Object. The purposes of this study were to evaluate the serial changes in diffusion anisotropy of the brain, probably reflecting axonal function in brain-dead patients, and thus to explore the possibility of quantitatively estimating the risk of brain death.
Methods. Ten patients suffering from stroke with or without impending brain death and 10 healthy volunteers were studied using three-dimensional anisotropy contrast (3DAC) magnetic resonance (MR) axonography with the aid of a 1.5-tesla MR imaging system. To detect changes in the diffusion anisotropy of neural bundles, the corticospinal tract was evaluated.
Diffusion anisotropy of short axonal fibers decreased immediately after apparent brain death.
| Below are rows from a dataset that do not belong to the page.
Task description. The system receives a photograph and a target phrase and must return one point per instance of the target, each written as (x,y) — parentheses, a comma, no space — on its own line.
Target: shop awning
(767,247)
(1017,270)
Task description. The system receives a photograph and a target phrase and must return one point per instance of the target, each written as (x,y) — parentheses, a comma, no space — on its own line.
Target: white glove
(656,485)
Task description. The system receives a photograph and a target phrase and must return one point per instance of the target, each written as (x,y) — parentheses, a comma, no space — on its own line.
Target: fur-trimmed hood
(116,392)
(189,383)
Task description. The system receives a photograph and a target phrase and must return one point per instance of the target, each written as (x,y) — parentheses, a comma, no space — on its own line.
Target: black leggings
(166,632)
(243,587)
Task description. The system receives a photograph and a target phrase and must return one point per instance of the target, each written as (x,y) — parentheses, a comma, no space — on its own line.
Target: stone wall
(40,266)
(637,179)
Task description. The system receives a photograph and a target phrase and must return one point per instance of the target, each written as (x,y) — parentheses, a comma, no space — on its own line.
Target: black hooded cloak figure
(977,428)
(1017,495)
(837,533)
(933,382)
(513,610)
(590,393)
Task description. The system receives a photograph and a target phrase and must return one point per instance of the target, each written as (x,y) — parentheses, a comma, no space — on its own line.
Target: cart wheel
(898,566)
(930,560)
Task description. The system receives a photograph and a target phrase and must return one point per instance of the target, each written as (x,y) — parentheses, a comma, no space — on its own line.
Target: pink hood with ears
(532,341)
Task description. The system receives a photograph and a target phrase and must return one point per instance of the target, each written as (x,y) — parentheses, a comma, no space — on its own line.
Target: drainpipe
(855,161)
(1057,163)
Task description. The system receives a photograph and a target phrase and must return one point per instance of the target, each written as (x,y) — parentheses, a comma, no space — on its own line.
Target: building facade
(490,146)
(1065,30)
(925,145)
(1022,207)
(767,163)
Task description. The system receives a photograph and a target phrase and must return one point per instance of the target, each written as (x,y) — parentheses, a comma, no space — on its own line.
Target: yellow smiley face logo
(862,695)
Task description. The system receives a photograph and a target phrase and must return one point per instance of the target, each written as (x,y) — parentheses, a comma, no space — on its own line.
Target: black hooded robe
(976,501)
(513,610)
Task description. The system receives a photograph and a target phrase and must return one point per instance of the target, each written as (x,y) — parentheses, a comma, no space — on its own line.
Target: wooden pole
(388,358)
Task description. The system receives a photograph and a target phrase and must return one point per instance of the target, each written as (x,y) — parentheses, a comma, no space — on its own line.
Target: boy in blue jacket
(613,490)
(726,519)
Whereas the trichromatic coefficients of the corticospinal tract greatly diminished between 6 and 12 hours after apparent brain death, the coefficients of the corpus callosum and the optic radiation decreased in less time, that is, between 1 and 6 hours. The coefficients of these three bundles turned isotropic between 24 and 44 hours after apparent brain death.
Conclusions. Results of 3DAC MR axonography revealed that diffusion anisotropy of neural bundles diminished between 1 and 12 hours after the onset of apparent brain death, probably depending on the length of the bundles, and disappeared between 24 and 44 hours after the onset of brain death, which might reflect dynamic changes of axonal structure and indirectly herald axonal dysfunction. These findings seem to be greatly helpful in establishing an appropriate method to estimate the risk of brain death quantitatively and in forming the basis of future definitions of brain death.